For read-only stakeholders who need to inspect training job status without modifying resources, create a separate grant that impersonates a custom Kubernetes group:

"grants": [
  {
    "src": ["group:ml-readers"],
    "dst": ["tag:k8s-operator"],
    "app": {
      "tailscale.com/cap/kubernetes": [{
        "impersonate": {
          "groups": ["tailnet-readers"],
        },
      }],
    },
  },
]

The tailnet-readers Kubernetes group does not exist by default. Bind it to the built-in view ClusterRole to grant read-only access:

kubectl create clusterrolebinding tailnet-readers-view \
  --group=tailnet-readers --clusterrole=view

You can use the visual policy editor to manage your tailnet policy file. Refer to the visual editor reference for guidance on using the visual editor.

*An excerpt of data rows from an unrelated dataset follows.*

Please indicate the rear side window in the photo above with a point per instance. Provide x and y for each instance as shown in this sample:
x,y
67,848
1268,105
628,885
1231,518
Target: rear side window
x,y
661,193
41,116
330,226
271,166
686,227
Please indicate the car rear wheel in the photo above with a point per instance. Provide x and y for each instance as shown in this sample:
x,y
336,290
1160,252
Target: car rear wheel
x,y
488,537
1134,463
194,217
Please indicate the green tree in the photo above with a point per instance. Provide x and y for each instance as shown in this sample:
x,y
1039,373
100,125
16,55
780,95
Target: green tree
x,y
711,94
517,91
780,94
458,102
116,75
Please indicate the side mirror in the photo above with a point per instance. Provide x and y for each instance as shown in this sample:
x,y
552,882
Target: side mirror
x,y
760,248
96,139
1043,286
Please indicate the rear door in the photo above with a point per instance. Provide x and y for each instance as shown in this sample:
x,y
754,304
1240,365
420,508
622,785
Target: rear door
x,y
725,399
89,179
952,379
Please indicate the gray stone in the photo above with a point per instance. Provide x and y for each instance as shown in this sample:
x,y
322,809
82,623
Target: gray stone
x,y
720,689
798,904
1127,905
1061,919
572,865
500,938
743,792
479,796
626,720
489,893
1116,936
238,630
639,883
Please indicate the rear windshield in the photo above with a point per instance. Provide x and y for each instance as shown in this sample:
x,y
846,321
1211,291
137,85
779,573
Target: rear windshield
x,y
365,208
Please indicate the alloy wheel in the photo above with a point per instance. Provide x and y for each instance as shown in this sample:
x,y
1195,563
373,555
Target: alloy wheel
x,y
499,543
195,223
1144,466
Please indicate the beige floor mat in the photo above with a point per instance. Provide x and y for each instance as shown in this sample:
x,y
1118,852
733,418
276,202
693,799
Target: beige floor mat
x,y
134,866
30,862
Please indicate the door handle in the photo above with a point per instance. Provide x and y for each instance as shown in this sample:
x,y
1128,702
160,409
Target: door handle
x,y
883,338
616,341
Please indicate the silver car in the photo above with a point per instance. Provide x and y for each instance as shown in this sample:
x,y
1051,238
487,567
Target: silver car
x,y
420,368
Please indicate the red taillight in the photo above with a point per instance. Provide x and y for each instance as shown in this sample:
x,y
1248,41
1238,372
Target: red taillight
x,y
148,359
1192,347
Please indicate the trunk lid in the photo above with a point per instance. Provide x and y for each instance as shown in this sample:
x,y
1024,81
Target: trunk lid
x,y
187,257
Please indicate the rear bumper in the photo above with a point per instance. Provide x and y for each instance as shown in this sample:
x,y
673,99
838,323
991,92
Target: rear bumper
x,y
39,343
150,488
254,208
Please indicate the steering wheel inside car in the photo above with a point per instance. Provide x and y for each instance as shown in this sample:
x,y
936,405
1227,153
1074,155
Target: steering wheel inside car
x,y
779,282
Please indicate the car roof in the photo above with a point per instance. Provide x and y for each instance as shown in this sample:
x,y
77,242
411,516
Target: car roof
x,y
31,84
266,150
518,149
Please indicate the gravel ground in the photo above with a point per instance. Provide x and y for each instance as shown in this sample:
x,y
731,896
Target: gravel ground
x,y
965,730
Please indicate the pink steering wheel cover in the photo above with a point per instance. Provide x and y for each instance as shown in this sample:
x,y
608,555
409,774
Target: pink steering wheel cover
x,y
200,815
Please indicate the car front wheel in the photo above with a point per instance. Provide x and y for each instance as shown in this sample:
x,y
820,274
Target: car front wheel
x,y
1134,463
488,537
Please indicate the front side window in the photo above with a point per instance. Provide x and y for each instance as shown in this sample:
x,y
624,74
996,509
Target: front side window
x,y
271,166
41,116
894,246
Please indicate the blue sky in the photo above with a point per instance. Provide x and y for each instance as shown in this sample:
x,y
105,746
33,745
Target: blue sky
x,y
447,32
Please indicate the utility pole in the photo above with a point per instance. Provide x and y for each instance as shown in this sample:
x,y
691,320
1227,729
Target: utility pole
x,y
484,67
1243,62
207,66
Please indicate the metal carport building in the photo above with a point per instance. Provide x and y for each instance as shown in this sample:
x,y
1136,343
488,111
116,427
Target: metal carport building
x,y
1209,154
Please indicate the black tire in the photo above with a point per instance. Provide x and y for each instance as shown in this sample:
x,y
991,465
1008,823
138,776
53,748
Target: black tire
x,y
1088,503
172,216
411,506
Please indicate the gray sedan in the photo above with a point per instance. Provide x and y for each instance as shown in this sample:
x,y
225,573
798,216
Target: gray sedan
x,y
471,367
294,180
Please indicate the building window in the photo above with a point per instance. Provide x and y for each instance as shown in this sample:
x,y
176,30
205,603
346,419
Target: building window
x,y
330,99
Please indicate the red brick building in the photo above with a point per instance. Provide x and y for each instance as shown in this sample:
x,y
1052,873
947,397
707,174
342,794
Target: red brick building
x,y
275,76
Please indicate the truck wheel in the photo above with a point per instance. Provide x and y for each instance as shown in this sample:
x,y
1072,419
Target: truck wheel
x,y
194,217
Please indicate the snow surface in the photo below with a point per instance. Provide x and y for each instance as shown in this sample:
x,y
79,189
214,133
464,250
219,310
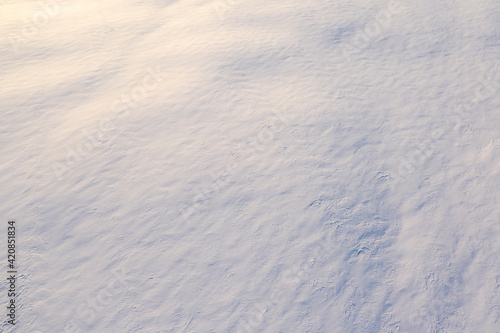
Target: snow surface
x,y
252,166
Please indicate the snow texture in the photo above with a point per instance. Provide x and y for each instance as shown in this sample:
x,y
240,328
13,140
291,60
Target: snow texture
x,y
252,166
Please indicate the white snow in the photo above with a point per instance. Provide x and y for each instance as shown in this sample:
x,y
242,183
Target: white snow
x,y
251,166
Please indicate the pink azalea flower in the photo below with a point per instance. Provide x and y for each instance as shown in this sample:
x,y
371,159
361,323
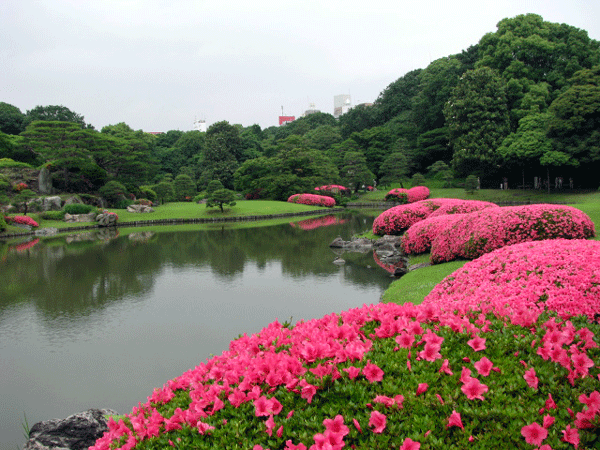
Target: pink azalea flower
x,y
455,421
373,373
484,366
336,425
571,436
534,433
409,444
474,389
531,379
377,421
445,368
477,343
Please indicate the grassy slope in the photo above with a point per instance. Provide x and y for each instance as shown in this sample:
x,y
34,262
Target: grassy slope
x,y
414,286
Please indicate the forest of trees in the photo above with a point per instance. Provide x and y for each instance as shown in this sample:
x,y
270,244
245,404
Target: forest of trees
x,y
523,102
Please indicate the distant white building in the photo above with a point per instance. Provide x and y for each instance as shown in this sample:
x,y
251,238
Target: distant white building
x,y
200,125
341,104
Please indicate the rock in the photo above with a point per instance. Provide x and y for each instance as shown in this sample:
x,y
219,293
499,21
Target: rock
x,y
76,432
50,231
51,203
139,209
45,181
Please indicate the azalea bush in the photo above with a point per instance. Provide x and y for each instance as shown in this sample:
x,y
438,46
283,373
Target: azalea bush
x,y
312,199
480,232
411,195
385,376
561,275
399,218
418,238
22,220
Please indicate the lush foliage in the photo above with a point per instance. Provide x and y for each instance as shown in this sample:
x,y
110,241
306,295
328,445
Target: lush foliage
x,y
398,219
399,376
312,199
22,220
78,208
418,238
561,275
480,232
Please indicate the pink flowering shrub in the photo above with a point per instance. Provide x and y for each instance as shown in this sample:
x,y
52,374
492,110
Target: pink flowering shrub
x,y
480,232
23,220
384,376
561,275
312,199
411,195
399,218
417,239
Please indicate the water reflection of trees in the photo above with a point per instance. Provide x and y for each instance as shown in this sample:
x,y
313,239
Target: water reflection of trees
x,y
64,276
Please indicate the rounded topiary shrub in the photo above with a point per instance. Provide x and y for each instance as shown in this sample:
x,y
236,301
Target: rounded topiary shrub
x,y
480,232
78,208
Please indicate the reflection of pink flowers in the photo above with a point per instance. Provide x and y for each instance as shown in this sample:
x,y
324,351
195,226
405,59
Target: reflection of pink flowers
x,y
317,222
312,199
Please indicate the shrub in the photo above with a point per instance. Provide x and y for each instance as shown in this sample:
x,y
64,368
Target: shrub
x,y
312,199
78,208
23,220
480,232
383,376
113,192
561,275
398,219
53,215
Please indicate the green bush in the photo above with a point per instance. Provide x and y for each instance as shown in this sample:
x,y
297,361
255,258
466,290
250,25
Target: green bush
x,y
53,215
78,208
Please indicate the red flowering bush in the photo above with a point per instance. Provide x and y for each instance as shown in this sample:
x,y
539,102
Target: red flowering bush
x,y
398,219
418,238
480,232
384,376
411,195
23,220
312,199
561,275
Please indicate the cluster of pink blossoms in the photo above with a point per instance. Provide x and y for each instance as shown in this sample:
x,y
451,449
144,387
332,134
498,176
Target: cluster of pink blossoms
x,y
414,194
312,199
399,218
444,357
480,232
561,275
23,220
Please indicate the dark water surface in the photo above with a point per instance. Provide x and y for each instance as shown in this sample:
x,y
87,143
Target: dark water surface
x,y
100,320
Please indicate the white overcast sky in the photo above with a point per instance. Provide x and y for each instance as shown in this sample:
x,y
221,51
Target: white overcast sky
x,y
158,65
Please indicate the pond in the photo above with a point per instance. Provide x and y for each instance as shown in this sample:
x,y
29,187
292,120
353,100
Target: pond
x,y
99,319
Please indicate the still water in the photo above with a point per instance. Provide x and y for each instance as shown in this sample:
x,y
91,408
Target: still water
x,y
98,320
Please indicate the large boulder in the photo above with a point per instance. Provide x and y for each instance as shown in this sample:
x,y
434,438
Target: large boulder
x,y
76,432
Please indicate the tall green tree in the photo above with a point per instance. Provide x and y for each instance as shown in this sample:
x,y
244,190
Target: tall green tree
x,y
12,120
55,113
477,120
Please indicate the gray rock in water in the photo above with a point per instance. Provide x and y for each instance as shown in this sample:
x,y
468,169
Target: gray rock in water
x,y
51,203
76,432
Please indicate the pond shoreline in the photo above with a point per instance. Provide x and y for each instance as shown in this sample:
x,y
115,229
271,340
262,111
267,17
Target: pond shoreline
x,y
142,223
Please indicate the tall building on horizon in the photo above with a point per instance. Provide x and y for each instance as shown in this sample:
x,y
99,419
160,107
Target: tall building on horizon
x,y
341,104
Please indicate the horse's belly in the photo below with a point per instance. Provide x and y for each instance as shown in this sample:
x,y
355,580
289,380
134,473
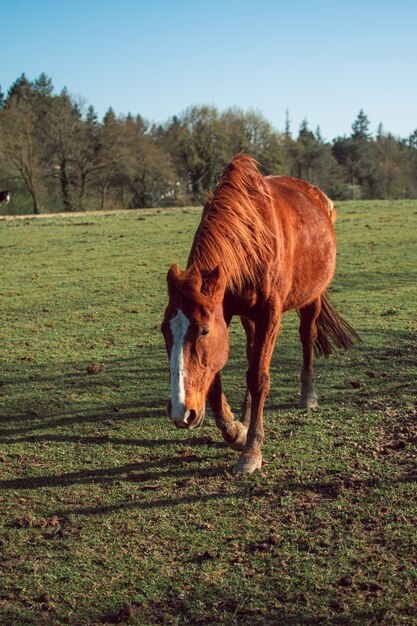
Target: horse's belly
x,y
312,272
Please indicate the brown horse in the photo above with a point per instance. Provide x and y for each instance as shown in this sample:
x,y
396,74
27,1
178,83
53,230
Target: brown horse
x,y
265,245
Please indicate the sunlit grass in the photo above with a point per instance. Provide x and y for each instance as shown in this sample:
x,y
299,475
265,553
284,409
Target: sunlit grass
x,y
112,516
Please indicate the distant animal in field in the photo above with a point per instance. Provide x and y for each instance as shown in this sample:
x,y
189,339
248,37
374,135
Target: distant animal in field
x,y
265,245
5,197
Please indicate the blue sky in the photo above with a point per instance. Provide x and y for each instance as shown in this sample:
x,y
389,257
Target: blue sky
x,y
320,59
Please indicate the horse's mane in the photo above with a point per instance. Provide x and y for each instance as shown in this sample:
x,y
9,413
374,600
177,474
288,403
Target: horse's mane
x,y
233,231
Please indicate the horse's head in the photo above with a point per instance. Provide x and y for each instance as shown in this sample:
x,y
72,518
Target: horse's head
x,y
196,339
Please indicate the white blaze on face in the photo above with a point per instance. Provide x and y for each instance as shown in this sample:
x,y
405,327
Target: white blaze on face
x,y
179,326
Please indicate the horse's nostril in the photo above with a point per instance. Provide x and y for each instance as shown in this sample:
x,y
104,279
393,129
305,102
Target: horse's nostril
x,y
190,416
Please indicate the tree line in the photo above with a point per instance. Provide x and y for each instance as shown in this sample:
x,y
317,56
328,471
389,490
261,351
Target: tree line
x,y
55,153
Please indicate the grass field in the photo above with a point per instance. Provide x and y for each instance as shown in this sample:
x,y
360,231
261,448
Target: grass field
x,y
109,515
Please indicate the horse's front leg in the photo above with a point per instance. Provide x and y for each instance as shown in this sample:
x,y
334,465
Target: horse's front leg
x,y
234,433
258,380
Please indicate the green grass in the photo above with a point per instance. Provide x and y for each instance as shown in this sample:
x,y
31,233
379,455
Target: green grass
x,y
110,515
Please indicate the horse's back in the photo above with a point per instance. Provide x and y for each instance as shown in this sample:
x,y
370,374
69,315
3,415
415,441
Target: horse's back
x,y
308,248
312,191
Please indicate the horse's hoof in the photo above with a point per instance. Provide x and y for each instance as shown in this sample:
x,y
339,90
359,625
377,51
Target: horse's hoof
x,y
240,442
309,402
248,464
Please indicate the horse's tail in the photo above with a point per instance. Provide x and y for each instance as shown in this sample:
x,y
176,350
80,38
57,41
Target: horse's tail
x,y
332,330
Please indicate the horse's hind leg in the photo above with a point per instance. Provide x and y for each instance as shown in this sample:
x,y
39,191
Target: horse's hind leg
x,y
308,336
249,327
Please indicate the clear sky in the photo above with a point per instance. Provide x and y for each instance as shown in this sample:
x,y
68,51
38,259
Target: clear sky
x,y
321,59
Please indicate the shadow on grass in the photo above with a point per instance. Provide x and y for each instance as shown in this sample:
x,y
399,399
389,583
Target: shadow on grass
x,y
184,466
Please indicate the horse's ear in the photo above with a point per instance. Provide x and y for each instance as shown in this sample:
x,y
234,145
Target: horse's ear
x,y
214,283
174,279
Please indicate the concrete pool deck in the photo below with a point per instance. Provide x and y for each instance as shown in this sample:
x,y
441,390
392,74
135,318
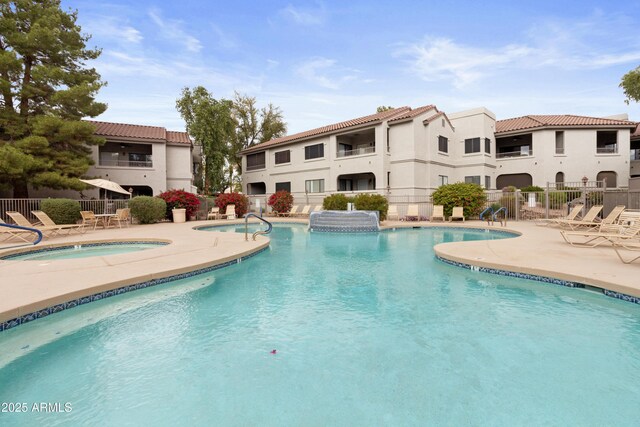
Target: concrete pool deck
x,y
29,286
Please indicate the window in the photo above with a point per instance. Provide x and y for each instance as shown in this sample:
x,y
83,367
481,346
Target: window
x,y
283,157
313,151
559,143
443,144
283,186
472,145
255,161
472,179
607,142
314,186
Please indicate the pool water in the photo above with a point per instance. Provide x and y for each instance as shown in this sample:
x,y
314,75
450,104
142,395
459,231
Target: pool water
x,y
367,330
82,251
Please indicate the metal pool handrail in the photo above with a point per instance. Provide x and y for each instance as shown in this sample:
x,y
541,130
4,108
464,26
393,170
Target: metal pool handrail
x,y
261,232
20,227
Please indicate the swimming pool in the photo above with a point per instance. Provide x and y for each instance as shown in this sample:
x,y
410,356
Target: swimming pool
x,y
368,329
81,250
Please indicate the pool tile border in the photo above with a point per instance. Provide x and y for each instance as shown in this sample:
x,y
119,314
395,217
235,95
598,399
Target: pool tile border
x,y
95,244
538,278
25,318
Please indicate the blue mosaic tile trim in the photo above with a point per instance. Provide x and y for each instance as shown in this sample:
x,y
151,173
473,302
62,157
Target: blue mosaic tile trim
x,y
84,245
538,278
12,323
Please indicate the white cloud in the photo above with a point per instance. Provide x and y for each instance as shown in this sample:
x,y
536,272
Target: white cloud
x,y
305,16
576,45
172,30
324,72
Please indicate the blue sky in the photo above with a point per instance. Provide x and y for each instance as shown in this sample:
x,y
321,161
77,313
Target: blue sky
x,y
326,61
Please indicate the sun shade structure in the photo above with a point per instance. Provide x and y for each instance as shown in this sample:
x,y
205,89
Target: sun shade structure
x,y
107,185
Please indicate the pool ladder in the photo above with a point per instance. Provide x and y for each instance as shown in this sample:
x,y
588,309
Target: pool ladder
x,y
259,232
493,216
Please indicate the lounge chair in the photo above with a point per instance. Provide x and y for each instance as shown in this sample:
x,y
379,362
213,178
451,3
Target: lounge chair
x,y
413,213
121,217
214,213
438,213
392,213
458,213
591,239
588,220
19,219
305,211
48,222
230,212
575,211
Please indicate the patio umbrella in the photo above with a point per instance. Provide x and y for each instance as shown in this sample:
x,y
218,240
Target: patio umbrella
x,y
106,184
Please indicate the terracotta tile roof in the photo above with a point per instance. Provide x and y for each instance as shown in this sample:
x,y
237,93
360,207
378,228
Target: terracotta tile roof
x,y
373,118
124,130
558,120
410,114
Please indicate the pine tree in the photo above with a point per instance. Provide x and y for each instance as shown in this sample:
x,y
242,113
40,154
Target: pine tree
x,y
45,91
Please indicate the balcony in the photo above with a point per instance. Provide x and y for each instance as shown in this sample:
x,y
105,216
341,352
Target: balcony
x,y
524,151
356,152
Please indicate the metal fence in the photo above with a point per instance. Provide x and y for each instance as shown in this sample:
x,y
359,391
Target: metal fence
x,y
25,206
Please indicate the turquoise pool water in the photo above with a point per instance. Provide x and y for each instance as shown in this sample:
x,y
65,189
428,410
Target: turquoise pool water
x,y
368,330
82,251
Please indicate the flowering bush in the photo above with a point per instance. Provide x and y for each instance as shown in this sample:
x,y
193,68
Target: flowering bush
x,y
180,199
281,201
240,200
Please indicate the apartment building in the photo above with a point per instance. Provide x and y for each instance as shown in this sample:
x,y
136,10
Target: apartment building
x,y
407,151
145,160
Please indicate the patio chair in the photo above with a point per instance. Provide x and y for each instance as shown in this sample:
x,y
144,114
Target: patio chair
x,y
214,213
48,222
591,239
19,219
438,213
121,217
230,212
573,214
458,213
392,213
89,219
413,213
588,220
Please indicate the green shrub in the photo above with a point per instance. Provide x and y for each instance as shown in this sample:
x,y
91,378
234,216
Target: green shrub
x,y
61,211
148,210
281,201
336,202
372,202
470,196
240,201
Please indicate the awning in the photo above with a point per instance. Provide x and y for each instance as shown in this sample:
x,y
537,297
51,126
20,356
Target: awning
x,y
107,185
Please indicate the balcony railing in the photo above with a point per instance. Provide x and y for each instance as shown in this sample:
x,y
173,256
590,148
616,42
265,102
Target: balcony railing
x,y
607,150
519,153
126,163
356,152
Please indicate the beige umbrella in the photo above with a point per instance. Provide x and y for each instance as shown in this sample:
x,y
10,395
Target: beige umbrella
x,y
106,184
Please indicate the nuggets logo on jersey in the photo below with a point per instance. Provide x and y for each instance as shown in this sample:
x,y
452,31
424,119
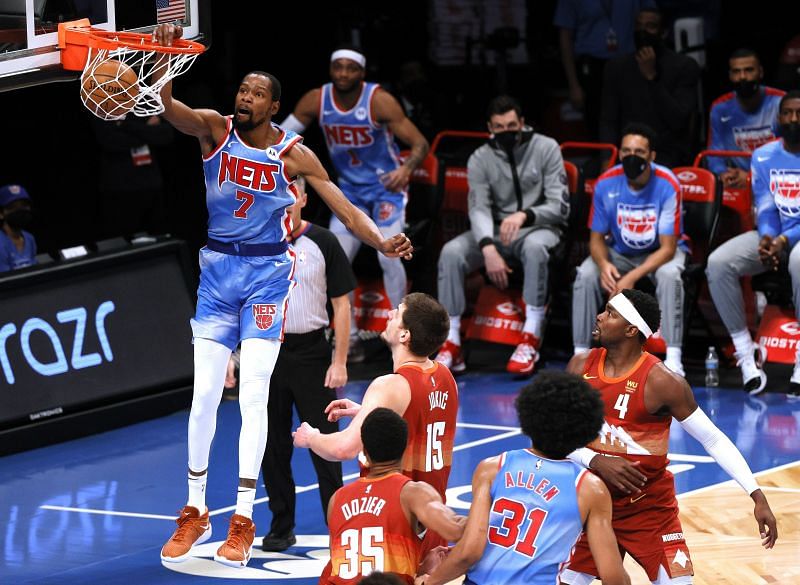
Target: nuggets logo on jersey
x,y
784,184
637,224
263,315
749,138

Grants alone control what users can do once connected, but your access control rules must also allow traffic from these groups to the API server proxy. Add the following to the acls section of your tailnet policy file:

"acls": [
  {
    "action": "accept",
    "src": ["group:ml-engineers"],
    "dst": ["tag:k8s-operator:443"],
  },
  {
    "action": "accept",
    "src": ["group:ml-readers"],
    "dst": ["tag:k8s-operator:443"],
  },
]

For additional grant patterns, refer to the grants overview, grants syntax reference, and grants examples.